Use this before a same-day diagnostic visit, first planned gout visit, prevention review, repeated-flare visit, unclear-diagnosis visit, or medication review.
Do not include names, photos, addresses, clinician names, account details, or clinic identifiers unless you need them for your own private record.
Same-day routing check
Mark any that apply:
- First hot, swollen joint or first possible gout flare
- Fever, chills, wound, spreading redness, or concern for infection
- Trauma, fall, puncture, or injury
- Severe illness, immune suppression, or high-risk medical context
- Pattern is not normal for me
- Pain is extreme, rapidly worsening, or the joint cannot be used
If any are checked, this may be a same-day evaluation issue.
Visit type
- Same-day diagnostic visit
- First planned gout visit
- Prevention review
- Repeated-flare review
- Medication or lab review
- Unclear diagnosis or new pattern
Main decision I need from this visit:
Pattern summary
- Flare count in the period I care about:
- Approximate flare dates or date ranges:
- Joints affected:
- Same-joint recurrence:
- New joints or new symptoms:
- Baseline pain or function limits between flares:
- Lingering swelling, heat, stiffness, or sensitivity:
Rescue response
| Rescue tool | When used | Helped? | Side effects or problems |
|---|---|---|---|
| Prescription rescue plan | |||
| OTC medication | |||
| Cold, elevation, pressure relief, footwear, or rest | |||
| Topical, supplement, cannabis product where legal, or sleep aid |
Labs and monitoring
| Lab or value | Value | Date or approximate timing | During flare, after flare, or between flares? | Notes |
|---|---|---|---|---|
| Serum urate or uric acid | ||||
| Creatinine or eGFR | ||||
| Other relevant lab |
Questions:
- Should serum urate be repeated after the flare settles?
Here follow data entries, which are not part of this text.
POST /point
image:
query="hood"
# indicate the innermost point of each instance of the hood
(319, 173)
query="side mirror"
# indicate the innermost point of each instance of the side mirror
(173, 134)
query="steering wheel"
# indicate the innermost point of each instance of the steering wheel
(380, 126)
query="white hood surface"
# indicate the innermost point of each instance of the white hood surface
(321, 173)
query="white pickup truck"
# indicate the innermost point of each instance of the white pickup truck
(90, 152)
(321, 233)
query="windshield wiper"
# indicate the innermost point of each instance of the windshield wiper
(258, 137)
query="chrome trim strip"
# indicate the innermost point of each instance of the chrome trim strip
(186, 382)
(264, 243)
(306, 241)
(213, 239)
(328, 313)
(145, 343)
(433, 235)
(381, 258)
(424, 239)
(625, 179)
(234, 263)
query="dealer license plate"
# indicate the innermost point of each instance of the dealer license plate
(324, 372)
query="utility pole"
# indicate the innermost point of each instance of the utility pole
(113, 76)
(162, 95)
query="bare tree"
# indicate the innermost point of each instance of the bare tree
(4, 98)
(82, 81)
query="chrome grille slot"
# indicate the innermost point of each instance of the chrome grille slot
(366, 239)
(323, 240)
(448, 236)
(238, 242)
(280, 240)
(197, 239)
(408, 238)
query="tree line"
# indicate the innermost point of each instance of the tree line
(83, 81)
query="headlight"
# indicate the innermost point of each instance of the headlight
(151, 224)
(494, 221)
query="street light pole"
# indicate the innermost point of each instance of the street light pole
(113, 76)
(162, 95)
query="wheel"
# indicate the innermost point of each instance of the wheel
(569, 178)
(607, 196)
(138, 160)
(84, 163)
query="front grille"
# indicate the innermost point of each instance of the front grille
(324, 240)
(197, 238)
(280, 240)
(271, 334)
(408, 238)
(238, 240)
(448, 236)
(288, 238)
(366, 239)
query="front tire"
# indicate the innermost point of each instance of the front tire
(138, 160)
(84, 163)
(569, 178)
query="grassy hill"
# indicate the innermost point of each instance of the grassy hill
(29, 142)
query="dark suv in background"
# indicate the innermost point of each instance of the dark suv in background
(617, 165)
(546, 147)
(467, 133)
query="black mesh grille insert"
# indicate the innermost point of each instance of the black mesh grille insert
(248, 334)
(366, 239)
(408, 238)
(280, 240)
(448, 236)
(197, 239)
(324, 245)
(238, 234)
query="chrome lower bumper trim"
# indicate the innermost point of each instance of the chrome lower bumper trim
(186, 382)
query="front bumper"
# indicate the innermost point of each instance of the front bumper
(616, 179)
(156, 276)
- What serum urate target are we treating to?
- What labs should be monitored, and when?
Changes since the pattern started
- Medication changes:
- Supplement changes:
- Hormone context or hormone medication changes:
- Diet, alcohol, concentrated fructose, fasting, or weight-change context:
- Training, travel, heat, dehydration, injury, or illness:
- New products, topicals, cannabis products where legal, or sleep aids:
Top questions
Choose the most important 3.
Possible questions to use or rewrite:
- What is the working diagnosis, and what else should be considered?
- What serum urate target are we treating to?
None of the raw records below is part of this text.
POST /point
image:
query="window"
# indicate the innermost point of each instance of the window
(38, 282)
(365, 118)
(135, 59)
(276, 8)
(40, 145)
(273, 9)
- If my uric acid number was normal during a flare, should we repeat it after the flare settles?
- Do repeated flares, same-joint flares, or lingering swelling suggest imaging or tophi evaluation?
- Does baseline pain or function limit suggest joint damage, tophi, another diagnosis, or a prevention gap?
- What is my rescue plan for the next flare?
- What signs mean use the plan, step back, call, or seek same-day evaluation?
- If medication is started or changed, what should we monitor and when?
During the visit
- Diagnosis or working diagnosis:
- Urate target:
- Labs ordered:
- Imaging ordered:
- Medicine changes:
- Rescue plan:
- Activity boundary:
- Follow-up timing:
- Questions still unanswered:
After the visit
- What I am doing next:
- What I am tracking:
- When I should recheck labs:
- When to message or call:
- What to bring to the next visit:
Claude prompt
Help me prepare a de-identified gout doctor visit worksheet. Ask one question at a time. Do not ask for names, photos, addresses, clinician names, account details, or clinic identifiers. First ask which visit type this is: same-day diagnostic visit, first planned gout visit, prevention review, repeated-flare review, medication or lab review, or unclear diagnosis. Then ask for flare pattern, labs, baseline pain, rescue response, medication or supplement changes, and main concerns. End with a one-page visit agenda and blank note fields for what the clinician says.